Students who haven’t yet nested in an off-campus abode must look to temporary, arguably acceptable sleeping and eating accommodations offered by University housing. In the past, students were given empty rooms in the Northwood apartments or Oxford Housing. Housing spokesman Peter Logan said the 10 to 20 people who took advantage of term break housing those years were then left to the Oxford room’s kitchenettes and their own ingenuity to survive the two weeks.

This year, the University arranged set up for a discounted rate at Extended Stay America Hotel, a hotel a stone’s throw from Briarwood Mall where guests can stay for days or years. Although the hotel wouldn’t release any information about how many students stay there, a representative said it’s common for students to stay there in between semesters.

The lobby of the hotel, while conveniently to-the-point for men and women traveling for business, offers no opportunities for chance meetings or room for gathering. One chair with a small end table faces the front desk. The whole place is quiet. There are no pools or children running up and down the halls to distract guests. Each room has the usual bed, desk and bathroom. Then there’s an extended kitchenette complete with a fridge, sink and stove. While the latter facilities makes the rooms operational enough, the hotel’s location leaves nothing for holiday-left-behinds to do but cruise the mall and hope to catch a bus back to town.

Of course, even taking a bus back to campus won’t provide much respite from monotony. During break, where once were whisking bikers might as well had tumbleweeds. The sidewalks that usually guide inappropriately clothed walks of shame, serviced nothing but morning jogs. Ann Arbor turns into a veritable no-man’s land, said Engineering senior Tanut Sukhumdhanakul, who stayed in his apartment during the entire break.

“It’s really quiet,” he said. “You can’t really do anything. I didn’t really do anything.”

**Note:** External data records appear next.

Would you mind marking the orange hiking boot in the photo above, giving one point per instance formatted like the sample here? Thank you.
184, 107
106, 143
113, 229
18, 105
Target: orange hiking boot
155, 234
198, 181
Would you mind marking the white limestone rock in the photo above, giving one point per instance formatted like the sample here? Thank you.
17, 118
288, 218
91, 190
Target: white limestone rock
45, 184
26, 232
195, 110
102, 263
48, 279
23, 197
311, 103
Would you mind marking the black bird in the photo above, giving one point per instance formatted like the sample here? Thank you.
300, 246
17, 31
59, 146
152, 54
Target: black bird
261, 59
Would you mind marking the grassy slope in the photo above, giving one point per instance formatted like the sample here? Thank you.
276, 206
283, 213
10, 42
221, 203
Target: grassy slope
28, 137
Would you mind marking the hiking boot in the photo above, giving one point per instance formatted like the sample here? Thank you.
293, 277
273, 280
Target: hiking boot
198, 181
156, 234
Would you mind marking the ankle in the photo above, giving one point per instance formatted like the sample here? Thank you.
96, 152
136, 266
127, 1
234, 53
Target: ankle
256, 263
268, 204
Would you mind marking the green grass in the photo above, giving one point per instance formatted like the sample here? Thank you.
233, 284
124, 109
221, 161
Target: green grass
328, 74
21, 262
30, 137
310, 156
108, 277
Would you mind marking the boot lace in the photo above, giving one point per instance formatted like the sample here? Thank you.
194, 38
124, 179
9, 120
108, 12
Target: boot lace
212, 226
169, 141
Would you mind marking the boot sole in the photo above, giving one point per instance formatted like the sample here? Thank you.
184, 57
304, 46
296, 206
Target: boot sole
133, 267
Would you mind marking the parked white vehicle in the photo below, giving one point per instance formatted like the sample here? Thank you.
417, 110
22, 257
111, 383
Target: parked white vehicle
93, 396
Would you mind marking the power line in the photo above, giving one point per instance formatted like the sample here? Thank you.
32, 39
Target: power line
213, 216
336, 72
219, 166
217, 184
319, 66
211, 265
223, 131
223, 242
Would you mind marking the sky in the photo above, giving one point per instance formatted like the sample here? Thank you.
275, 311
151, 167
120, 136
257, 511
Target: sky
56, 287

The decision to stay in Ann Arbor was because of difficulty justifying the money and time for a 24-hour flight to Thailand for just a two-week visit, Sukhumdhanakul said.

Instead, Sukhumdhanakul played in the snow as much as possible, engaging in snowball fights and building snowmen with his few friends who stayed. Besides an escape up north to go snowboarding for a few days, he spent the bulk of each day playing Halo 3.

Sukhumdhanakul and friends hosted Christmas and New Year Eve parties, small affairs that are likely faint renderings of the epic holiday escapades campus would create if its students were allowed to spend two weeks without classes together in Ann Arbor.

But since a two-week Ann Arbor party is out of the question, the option for students looking to avoid a frozen ghost town is travel.

LSA sophomore Erina Uozumi said she went home to Japan over break, but said the most popular decision for international students is to travel – often to landmark American cities.

Uozumi, along with many other international and otherwise home-barred students, agrees that when it comes to Ann Arbor over break, if you can’t go home, get out of dodge.